Ah ! Le vingtième siècle ! Cher, cher vingtième siècle ! Qu'en est-il advenu ? Le marxisme ! La psychanalyse ! Le structuralisme ! La sémiotique ! Chers, chers paradigmes ! Le marxisme découvrit le sens de l'Histoire, ma psychanalyse révéla les motifs du comportement humain, le structuralisme dévoila les racines des mythes et la sémiotique signifia tout cela ! Mais de nos jours ? De quoi peut-on être sûr de nos jours ? Pour un peu, pas même de sa propre mort !
Il est vrai que monsieur Prazak raisonnait dans des catégories moins abstraites que nous ne le faisons, mélancoliquement inspiré par le souhait de hausser le niveau culturel de nos lecteurs. Mais quoi qu'il en soit, le chiffre deux du millénaire rendait monsieur Prazak plus vulnérable que tous les ulcères variqueux d'une maison de retraite réunis. Tant de choses avaient changé en l'espace d'une vie ! L'électricité dans tous les villages ! La télévision dans tous les foyers ! Et tiens, ce qui était moderne la veille devenait archaïque le lendemain, et ce qui était fou la veille devenait moderne. Qui pouvait s'y retrouver ? Deutschland befreit Europa ! Union Soviétique ! Carry On ! Per la patria, per la pace ! In aufrichtiger Mitarbeit ! Fais tourner la roue, camarade ! Auf Kriegsdauer geschlossen für den Sieg des Reiches ! Reviens de suite ! No pasarán ! Proletarier aller Länder ! Droits de l'homme !

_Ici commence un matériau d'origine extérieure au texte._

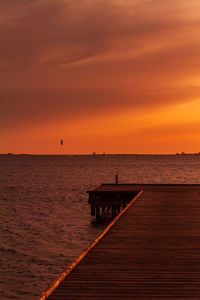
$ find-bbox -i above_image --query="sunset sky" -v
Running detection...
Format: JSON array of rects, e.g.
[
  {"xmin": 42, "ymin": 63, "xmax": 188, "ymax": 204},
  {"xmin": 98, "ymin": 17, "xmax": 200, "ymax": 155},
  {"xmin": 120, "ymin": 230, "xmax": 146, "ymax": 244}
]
[{"xmin": 0, "ymin": 0, "xmax": 200, "ymax": 154}]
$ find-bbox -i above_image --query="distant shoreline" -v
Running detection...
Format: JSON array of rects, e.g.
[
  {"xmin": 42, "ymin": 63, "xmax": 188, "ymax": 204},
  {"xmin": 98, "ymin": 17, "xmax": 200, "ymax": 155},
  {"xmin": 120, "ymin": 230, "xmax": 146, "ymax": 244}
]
[{"xmin": 0, "ymin": 153, "xmax": 200, "ymax": 157}]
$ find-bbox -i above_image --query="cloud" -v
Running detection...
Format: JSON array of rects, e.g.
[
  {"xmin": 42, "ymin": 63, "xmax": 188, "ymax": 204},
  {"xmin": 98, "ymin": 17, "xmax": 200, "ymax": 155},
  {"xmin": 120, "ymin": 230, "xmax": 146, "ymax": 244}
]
[{"xmin": 0, "ymin": 0, "xmax": 200, "ymax": 134}]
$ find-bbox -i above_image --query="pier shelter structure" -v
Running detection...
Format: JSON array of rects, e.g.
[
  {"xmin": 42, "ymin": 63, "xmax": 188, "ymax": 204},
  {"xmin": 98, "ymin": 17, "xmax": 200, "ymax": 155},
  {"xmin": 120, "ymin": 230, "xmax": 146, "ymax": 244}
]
[{"xmin": 40, "ymin": 184, "xmax": 200, "ymax": 300}]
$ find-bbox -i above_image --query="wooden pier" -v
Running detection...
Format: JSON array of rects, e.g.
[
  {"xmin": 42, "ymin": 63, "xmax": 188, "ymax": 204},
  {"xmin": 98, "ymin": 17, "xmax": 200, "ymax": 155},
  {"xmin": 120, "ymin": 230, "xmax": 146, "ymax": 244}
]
[{"xmin": 40, "ymin": 185, "xmax": 200, "ymax": 300}]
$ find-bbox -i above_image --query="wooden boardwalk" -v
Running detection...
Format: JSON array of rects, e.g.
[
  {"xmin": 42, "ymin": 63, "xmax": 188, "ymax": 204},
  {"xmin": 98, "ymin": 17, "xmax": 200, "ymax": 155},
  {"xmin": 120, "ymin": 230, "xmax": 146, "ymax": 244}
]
[{"xmin": 41, "ymin": 185, "xmax": 200, "ymax": 300}]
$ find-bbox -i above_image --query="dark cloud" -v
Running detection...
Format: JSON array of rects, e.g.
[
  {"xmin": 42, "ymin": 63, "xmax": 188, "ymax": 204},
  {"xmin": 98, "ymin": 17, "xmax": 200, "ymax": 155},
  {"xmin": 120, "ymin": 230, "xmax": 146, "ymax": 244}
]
[{"xmin": 0, "ymin": 0, "xmax": 200, "ymax": 132}]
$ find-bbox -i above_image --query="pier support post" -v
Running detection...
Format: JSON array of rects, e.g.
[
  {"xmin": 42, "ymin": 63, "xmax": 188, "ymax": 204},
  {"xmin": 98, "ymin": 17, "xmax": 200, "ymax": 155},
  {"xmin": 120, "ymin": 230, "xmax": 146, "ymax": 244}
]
[
  {"xmin": 112, "ymin": 206, "xmax": 117, "ymax": 218},
  {"xmin": 115, "ymin": 174, "xmax": 118, "ymax": 184},
  {"xmin": 96, "ymin": 207, "xmax": 100, "ymax": 220},
  {"xmin": 91, "ymin": 205, "xmax": 95, "ymax": 216}
]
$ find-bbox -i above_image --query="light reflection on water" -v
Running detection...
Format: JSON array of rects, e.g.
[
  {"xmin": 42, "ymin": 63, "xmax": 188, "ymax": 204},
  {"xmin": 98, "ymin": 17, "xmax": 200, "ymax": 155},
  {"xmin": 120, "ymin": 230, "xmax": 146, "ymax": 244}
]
[{"xmin": 0, "ymin": 155, "xmax": 200, "ymax": 300}]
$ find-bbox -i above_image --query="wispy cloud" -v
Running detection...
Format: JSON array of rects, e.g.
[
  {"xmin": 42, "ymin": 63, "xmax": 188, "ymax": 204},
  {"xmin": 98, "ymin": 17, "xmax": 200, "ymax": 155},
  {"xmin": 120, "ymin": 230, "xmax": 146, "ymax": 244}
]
[{"xmin": 0, "ymin": 0, "xmax": 200, "ymax": 134}]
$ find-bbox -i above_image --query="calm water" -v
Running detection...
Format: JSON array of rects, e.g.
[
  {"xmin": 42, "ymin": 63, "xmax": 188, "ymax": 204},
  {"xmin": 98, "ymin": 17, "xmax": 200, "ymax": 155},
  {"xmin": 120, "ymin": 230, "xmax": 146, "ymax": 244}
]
[{"xmin": 0, "ymin": 155, "xmax": 200, "ymax": 300}]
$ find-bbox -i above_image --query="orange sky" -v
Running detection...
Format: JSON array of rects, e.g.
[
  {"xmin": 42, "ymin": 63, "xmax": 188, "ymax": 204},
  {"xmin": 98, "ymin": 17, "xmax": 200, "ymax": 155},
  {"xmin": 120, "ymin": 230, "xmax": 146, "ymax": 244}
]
[{"xmin": 0, "ymin": 0, "xmax": 200, "ymax": 154}]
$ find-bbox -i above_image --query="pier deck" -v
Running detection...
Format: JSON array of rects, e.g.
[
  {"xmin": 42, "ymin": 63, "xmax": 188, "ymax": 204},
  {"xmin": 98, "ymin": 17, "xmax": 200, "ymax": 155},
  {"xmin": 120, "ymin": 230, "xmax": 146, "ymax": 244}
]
[{"xmin": 41, "ymin": 185, "xmax": 200, "ymax": 300}]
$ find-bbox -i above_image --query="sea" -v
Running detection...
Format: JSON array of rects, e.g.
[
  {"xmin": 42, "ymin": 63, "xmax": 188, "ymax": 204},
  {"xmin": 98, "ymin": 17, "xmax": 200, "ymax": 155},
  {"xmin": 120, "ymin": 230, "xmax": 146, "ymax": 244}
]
[{"xmin": 0, "ymin": 155, "xmax": 200, "ymax": 300}]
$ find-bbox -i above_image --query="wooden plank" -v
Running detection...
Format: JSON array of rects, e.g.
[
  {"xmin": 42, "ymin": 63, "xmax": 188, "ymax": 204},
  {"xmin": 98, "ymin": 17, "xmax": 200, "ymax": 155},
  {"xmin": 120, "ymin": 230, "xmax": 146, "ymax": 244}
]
[{"xmin": 39, "ymin": 185, "xmax": 200, "ymax": 300}]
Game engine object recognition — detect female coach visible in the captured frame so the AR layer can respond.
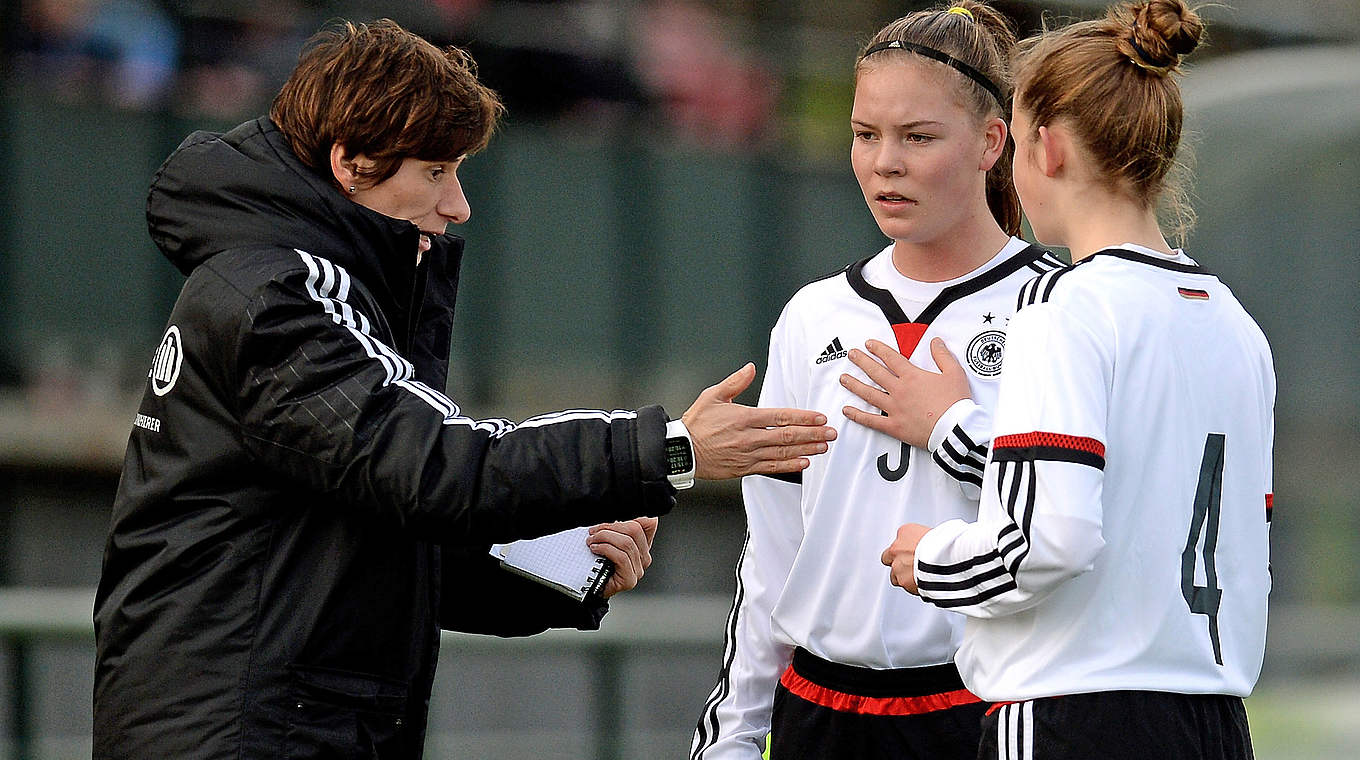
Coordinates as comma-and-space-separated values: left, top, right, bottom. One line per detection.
94, 22, 830, 760
859, 0, 1276, 760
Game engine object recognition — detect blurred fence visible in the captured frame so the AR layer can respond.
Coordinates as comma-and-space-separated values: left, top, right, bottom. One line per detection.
0, 589, 1360, 760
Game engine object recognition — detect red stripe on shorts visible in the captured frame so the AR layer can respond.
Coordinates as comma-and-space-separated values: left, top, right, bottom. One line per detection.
779, 668, 982, 715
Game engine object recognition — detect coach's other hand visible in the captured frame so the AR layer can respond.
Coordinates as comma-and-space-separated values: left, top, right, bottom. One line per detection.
879, 522, 930, 597
840, 339, 971, 449
586, 517, 657, 598
683, 363, 836, 480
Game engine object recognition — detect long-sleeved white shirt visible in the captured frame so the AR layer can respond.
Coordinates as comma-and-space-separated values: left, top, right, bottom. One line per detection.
915, 245, 1276, 700
691, 238, 1062, 760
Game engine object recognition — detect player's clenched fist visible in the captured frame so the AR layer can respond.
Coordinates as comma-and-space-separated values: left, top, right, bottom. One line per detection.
879, 522, 930, 595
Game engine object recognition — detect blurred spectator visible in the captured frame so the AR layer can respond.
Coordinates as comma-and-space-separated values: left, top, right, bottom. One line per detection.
431, 0, 643, 124
175, 0, 311, 120
634, 0, 779, 145
15, 0, 180, 107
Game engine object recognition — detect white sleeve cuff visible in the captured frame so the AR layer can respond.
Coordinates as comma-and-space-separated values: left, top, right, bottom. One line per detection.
926, 398, 979, 451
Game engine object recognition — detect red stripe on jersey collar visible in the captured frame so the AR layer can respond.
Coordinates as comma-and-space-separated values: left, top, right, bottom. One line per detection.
779, 666, 982, 715
892, 322, 930, 359
991, 430, 1104, 458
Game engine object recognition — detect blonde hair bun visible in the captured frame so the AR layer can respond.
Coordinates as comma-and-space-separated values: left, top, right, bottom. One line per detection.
1110, 0, 1204, 75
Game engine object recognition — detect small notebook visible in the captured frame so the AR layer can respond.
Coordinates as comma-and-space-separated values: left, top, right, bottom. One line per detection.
491, 528, 613, 601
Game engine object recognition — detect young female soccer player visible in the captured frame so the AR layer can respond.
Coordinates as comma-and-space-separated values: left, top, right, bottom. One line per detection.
692, 0, 1061, 760
870, 0, 1276, 760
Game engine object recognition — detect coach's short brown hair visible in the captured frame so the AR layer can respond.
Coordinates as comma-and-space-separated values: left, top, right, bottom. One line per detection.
269, 19, 505, 182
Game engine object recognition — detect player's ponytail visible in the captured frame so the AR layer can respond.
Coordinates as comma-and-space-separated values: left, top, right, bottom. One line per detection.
1015, 0, 1205, 241
855, 0, 1020, 235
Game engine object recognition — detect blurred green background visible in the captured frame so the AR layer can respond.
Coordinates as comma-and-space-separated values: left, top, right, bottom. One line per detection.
0, 0, 1360, 760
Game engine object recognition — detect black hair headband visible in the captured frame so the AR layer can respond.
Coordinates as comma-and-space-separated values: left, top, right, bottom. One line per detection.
860, 39, 1006, 107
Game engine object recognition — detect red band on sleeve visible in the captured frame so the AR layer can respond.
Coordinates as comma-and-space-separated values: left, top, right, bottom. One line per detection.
991, 431, 1104, 457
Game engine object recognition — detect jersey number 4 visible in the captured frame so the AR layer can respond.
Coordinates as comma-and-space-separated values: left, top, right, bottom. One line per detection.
1180, 432, 1224, 665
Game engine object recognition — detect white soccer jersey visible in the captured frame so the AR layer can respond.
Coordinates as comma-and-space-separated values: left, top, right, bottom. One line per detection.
915, 245, 1276, 702
691, 238, 1062, 760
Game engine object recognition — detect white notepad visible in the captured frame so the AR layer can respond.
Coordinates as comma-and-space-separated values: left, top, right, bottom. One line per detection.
491, 528, 613, 601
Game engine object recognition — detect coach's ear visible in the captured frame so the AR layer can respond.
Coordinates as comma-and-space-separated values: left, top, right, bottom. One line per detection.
330, 143, 373, 193
1039, 124, 1073, 177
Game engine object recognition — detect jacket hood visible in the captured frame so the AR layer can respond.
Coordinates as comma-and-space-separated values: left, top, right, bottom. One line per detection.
147, 117, 462, 314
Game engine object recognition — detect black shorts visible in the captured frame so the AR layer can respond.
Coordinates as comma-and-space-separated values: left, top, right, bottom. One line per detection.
978, 691, 1253, 760
770, 649, 989, 760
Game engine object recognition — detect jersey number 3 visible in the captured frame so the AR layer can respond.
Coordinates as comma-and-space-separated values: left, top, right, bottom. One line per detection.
1180, 432, 1224, 665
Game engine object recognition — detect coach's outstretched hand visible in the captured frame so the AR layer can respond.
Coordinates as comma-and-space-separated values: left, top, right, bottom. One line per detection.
683, 363, 836, 480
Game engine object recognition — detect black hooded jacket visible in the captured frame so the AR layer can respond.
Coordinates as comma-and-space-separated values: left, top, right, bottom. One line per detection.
94, 118, 673, 760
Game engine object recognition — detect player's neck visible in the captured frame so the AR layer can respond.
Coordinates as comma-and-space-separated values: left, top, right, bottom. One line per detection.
892, 212, 1010, 283
1064, 194, 1175, 262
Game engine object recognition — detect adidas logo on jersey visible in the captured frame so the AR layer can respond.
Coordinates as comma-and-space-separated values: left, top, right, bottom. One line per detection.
817, 337, 850, 364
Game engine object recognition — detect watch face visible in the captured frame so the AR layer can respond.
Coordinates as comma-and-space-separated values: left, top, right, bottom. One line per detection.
666, 438, 694, 474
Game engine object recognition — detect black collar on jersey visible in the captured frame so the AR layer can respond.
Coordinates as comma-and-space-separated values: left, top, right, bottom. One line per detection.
845, 243, 1062, 325
1077, 247, 1213, 275
860, 39, 1006, 109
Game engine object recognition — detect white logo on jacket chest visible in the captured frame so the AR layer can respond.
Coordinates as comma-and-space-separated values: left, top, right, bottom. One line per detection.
147, 325, 184, 396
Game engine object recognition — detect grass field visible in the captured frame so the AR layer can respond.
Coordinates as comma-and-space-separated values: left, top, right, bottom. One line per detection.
1247, 676, 1360, 760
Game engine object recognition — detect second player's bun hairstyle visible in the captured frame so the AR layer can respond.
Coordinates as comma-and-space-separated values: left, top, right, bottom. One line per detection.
1013, 0, 1205, 238
1108, 0, 1204, 76
855, 0, 1020, 235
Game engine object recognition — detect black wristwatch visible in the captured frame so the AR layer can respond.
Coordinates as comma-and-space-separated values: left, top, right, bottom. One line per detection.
666, 420, 695, 491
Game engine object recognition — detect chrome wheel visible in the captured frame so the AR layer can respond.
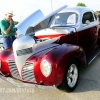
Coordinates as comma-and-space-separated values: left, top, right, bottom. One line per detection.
67, 64, 78, 88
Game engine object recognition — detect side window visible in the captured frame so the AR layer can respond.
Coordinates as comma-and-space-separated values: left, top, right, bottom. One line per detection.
82, 12, 94, 24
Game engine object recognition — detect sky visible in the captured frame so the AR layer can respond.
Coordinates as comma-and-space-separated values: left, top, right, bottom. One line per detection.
0, 0, 100, 22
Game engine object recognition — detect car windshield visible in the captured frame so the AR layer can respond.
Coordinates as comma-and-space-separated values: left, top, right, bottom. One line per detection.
52, 12, 78, 26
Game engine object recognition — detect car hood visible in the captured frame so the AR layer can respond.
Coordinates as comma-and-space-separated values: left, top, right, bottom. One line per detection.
16, 5, 67, 34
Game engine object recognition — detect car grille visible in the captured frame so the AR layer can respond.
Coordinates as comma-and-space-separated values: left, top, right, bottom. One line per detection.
16, 47, 32, 56
22, 62, 36, 83
8, 60, 21, 79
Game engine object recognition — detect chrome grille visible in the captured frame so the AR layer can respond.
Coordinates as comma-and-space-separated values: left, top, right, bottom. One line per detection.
16, 47, 32, 56
8, 60, 20, 79
22, 62, 36, 83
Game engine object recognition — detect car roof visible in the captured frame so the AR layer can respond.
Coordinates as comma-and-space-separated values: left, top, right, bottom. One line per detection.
59, 6, 93, 13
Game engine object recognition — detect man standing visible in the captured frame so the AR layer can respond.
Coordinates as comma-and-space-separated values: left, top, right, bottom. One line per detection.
0, 12, 17, 49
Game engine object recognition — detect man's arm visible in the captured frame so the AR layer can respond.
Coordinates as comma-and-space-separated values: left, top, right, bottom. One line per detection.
4, 20, 12, 34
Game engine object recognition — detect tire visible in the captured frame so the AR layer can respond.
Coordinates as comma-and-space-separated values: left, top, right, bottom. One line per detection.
63, 60, 79, 92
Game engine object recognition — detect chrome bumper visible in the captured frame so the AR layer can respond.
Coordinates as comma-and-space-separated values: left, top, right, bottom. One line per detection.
0, 74, 56, 90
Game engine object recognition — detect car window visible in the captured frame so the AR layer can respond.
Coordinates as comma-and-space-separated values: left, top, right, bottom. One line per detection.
82, 12, 94, 24
52, 12, 78, 26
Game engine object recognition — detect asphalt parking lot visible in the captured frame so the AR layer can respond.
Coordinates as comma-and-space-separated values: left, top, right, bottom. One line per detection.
0, 55, 100, 100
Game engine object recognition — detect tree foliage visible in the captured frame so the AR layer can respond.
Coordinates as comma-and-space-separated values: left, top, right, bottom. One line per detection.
77, 2, 86, 7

Ou encore la Chine, mon bon monsieur, hier une bande de bouseux arriérés, aujourd'hui le poing armé du néo-libéralisme. Alors ? A peine une fin de l'Histoire venait de s'achever qu'une autre se ramenait ! Et tous ces noirs dans les rues ! Pas plus tard qu'hier il en avait rencontré un !
(p. 135)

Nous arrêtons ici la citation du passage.